We created a Bash shell script wrapper that handles setup and configuration (i.e $LOG_DIR
) before executing the JMeter command with CSV-logging arguments.
...
# Current date and time
DATETIME="$(date "+%Y%m%d%H%M%S")"
# JMeter log location
LOG_DIR="${HOME}/jmeter-log/${VERSION}/${ENV}/${DATETIME}"
mkdir -p "${LOG_DIR}"
${JMETER_BIN}/jmeter -n -t "${DIR}/perf-test.jmx" -l "${LOG_DIR}/perf-test-${DATETIME}.jtl" \
-Jjmeter.save.saveservice.print_field_names=false \
-Jjmeter.save.saveservice.output_format=csv \
-Jjmeter.save.saveservice.timestamp_format="yyyy-MM-dd HH:mm:ss" \
-Jjmeter.save.saveservice.default_delimiter=, \
-Jjmeter.save.saveservice.data_type=true \
-Jjmeter.save.saveservice.label=true \
-Jjmeter.save.saveservice.response_code=true \
-Jjmeter.save.saveservice.response_data=true \
-Jjmeter.save.saveservice.response_message=true \
-Jjmeter.save.saveservice.successful=true \
-Jjmeter.save.saveservice.thread_name=true \
-Jjmeter.save.saveservice.time=true \
-Dnetworkaddress.cache.ttl=0 \
-Dsun.net.inetaddr.ttl=0 ${@}
...
Ansible executes the shell script perf-test.sh
as a command
task in parallel on JMeter hosts.
- name: Fire in the hole
command: "./perf-test.sh"
args:
chdir: "{{ ansible_user_dir }}/infrastructure/load-testing"
environment:
RATE_HOLD_TIME: "{{ hold_time }}"
register: perftest_result
async: "{{ ( ( hold_time | int() * 60 ) + 300 ) | int()}}"
poll: 60
Fluentd uses a tail input to watch for JMeter log files, transforms each record by adding some important reporting meta-data (app_version
, loadtest_env
, loadtest_start
), and then transmits to an Amazon Web Services Elasticsearch Service Domain:
<source>
@type tail
path /home/ubuntu/jmeter-log/*/*/*/*.jtl
pos_file /var/log/td-agent/jmeter.jtl.pos
read_from_head true
tag jmeter.*
format csv
keys timeStamp,elapsed,label,responseCode,responseMessage,threadName,dataType,success,failureMessage,bytes,grpThreads,allThreads,Latency,IdleTime
types timeStamp:time,elapsed:integer,label:string,reponseCode:integer,responseMessage:string,threadName:string,dataType:string,success:bool,failureMessage:string,bytes:integer,gr
pThreads:integer,allThreads:integer,Latency:integer,IdleTime:integer
time_key timeStamp
# -Jjmeter.save.saveservice.timestamp_format="yyyy-MM-dd HH:mm:ss"
time_format "%F %T"
read_lines_limit 100
</source>
<filter jmeter.**>
@type record_transformer
enable_ruby true
<record>
hostname "#{Socket.gethostname}"
app_version ${tag_parts[4]}
loadtest_env ${tag_parts[5]}
loadtest_start ${tag_parts[6]}
</record>
</filter>
# Send JMeter data to AWS Elasticsearch Service Domain
# https://github.com/atomita/fluent-plugin-aws-elasticsearch-service
# Kibana index pattern: jmeter-[YYYY.mm.dd]
<match jmeter.**>
type "aws-elasticsearch-service"
logstash_format true
logstash_prefix jmeter
type_name jmeter
include_tag_key true
tag_key "@log_name"
flush_interval 1s
<endpoint>
url https://search-loadtest-reports-as03adfa042kjaslkn42lll234.us-west-2.es.amazonaws.com
region us-west-2
</endpoint>
</match>
Kibana for visualization
Once the JMeter data is present in Elasticsearch, Kibana visualized the aggregations of the performance test data over time.

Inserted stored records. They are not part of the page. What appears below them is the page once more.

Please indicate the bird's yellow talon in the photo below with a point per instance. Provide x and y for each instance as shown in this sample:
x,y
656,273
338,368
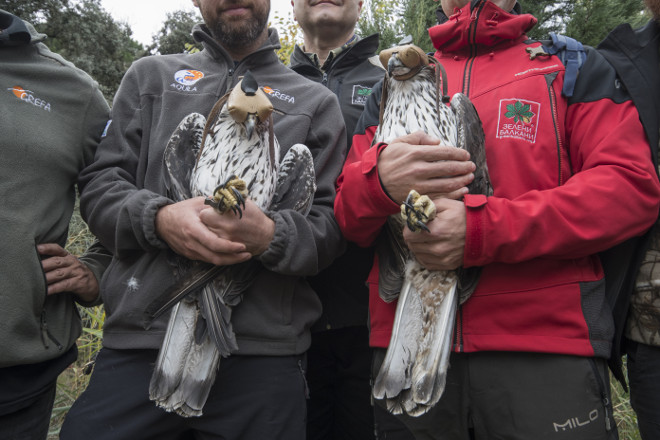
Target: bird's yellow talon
x,y
417,211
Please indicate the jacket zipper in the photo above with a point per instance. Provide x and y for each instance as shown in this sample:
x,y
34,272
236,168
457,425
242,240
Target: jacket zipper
x,y
553,107
458,334
603,395
473,48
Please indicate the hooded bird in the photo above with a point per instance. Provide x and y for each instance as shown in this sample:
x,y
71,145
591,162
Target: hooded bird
x,y
412,376
231,155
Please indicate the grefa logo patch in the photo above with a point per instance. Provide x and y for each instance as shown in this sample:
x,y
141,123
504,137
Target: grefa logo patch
x,y
188,77
276,93
28,97
518,118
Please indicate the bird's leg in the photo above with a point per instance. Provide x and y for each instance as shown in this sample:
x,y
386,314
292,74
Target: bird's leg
x,y
417,211
230,195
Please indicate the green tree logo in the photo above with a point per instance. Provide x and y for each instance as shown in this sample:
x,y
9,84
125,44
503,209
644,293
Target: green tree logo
x,y
519,112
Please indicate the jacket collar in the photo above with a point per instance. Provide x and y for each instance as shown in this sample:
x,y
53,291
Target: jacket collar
x,y
480,23
266,52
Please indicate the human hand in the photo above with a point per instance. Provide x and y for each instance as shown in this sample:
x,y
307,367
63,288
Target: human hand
x,y
254,229
417,161
66,273
443,246
179,225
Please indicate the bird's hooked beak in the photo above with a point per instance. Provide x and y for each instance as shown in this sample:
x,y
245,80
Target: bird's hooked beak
x,y
395,66
250,123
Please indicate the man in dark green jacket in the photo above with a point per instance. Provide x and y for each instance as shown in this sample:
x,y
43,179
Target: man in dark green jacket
x,y
339,359
52,116
635,56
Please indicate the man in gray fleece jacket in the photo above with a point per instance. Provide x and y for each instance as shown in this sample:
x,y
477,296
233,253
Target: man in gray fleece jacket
x,y
259,393
52,116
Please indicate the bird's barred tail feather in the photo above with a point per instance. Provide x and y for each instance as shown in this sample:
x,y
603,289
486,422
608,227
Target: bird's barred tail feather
x,y
181,361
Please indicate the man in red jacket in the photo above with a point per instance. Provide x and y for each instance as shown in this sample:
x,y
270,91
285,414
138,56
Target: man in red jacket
x,y
571,178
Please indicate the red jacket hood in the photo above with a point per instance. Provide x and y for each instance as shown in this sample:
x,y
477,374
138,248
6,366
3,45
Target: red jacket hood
x,y
493,26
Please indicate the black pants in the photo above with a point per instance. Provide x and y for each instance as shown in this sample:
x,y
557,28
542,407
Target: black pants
x,y
30,422
644,378
253,398
338,374
520,396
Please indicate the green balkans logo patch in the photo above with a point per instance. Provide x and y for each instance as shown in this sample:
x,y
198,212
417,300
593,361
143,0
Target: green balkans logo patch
x,y
518,118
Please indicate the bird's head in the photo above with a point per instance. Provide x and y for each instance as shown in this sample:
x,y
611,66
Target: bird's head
x,y
248,104
402,62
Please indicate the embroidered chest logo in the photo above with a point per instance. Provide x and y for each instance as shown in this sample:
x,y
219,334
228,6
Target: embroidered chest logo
x,y
360,94
276,93
28,97
186,79
518,118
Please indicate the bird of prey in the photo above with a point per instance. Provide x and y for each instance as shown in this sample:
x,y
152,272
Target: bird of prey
x,y
231,155
412,377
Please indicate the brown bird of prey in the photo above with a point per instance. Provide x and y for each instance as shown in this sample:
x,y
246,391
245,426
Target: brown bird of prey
x,y
412,376
231,155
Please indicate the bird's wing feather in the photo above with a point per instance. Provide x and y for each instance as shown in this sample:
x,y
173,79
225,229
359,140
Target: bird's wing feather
x,y
180,156
430,368
395,372
392,256
218,316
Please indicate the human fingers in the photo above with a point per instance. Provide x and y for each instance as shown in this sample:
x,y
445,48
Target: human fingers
x,y
51,249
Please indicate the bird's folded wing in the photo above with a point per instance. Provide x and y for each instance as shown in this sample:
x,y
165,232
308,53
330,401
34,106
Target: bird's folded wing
x,y
392,257
296,181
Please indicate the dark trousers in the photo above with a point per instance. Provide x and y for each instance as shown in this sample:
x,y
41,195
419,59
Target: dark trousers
x,y
253,398
520,396
387,426
338,374
644,379
30,422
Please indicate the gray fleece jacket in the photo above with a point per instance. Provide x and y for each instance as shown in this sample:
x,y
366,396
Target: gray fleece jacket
x,y
125,190
52,116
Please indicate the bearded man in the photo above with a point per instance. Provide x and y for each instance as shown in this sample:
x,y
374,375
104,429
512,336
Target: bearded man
x,y
634,55
259,391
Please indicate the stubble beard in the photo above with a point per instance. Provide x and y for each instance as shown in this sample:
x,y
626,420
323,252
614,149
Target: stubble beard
x,y
654,7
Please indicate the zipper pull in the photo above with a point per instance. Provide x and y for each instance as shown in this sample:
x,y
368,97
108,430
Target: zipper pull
x,y
44,330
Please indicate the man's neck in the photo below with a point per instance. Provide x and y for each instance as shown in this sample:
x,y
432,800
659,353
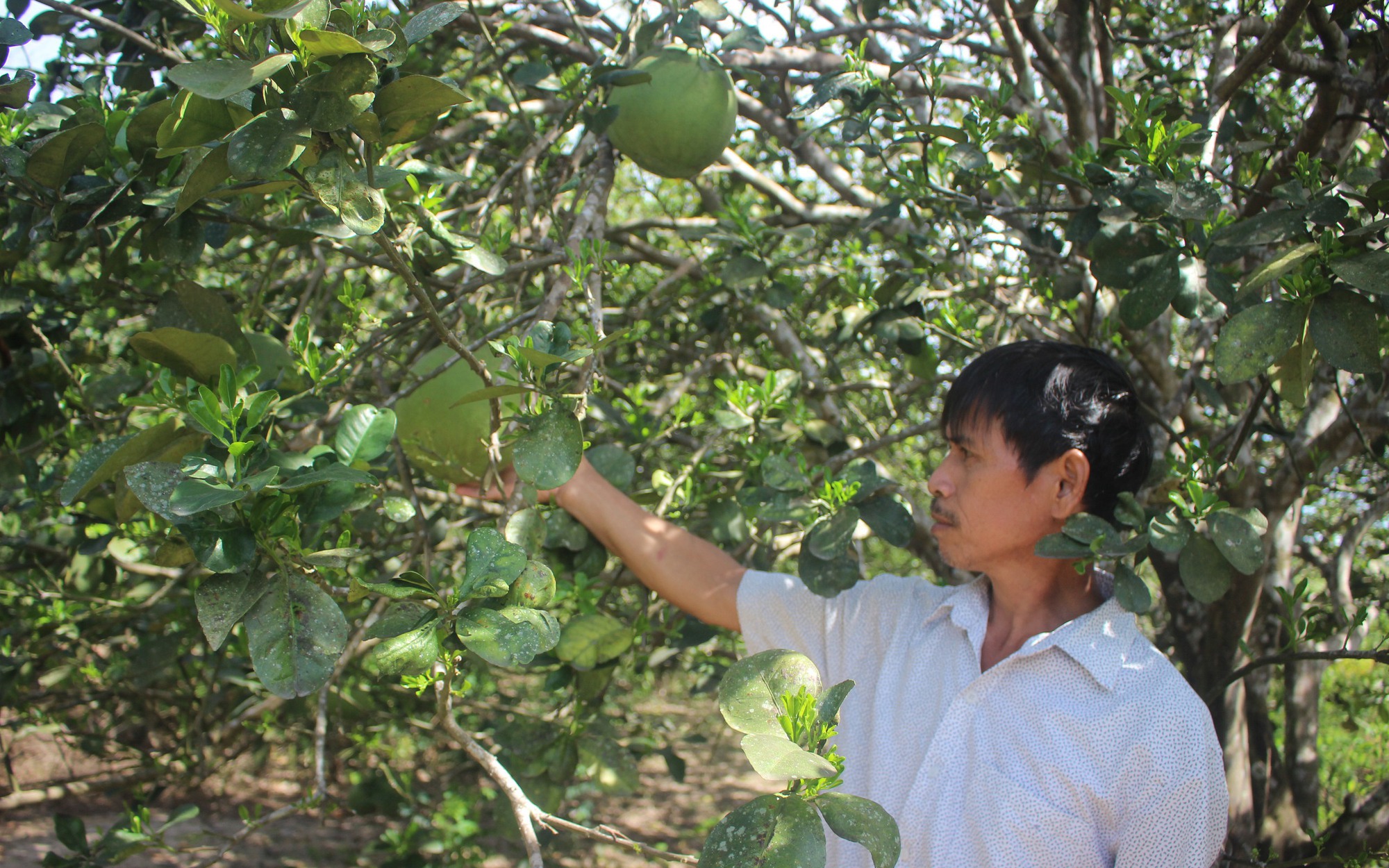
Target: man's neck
x,y
1023,606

Fluentd’s CloudWatch module was also used to retrieve metric data for the AWS components involved in the test and visualized in Kibana: Elastic Load Balancer, EC2 Autoscaling Groups, RDS, and Elasticache.
Kibana Dashboards for JMeter and Cloudwatch metrics allowed us
to display a nice inline visualized summary of the results of the performance test
using HTML iframes
in a report web-page.
Performance test reports were accessible by persistent URLs
and distributed to stakeholders (engineering teams, product teams, etc.):
Closing thoughts
We tried, initially, to use the native orchestration and visualization capabilities of JMeter. The effort required and results were unsatisfying. We were pleased with results of using Ansible, Elasticsearch, Fluentd, and Kibana along with JMeter. This is a great case of using software, leveraging the strengths of each, in a composable manner to achieve a goal.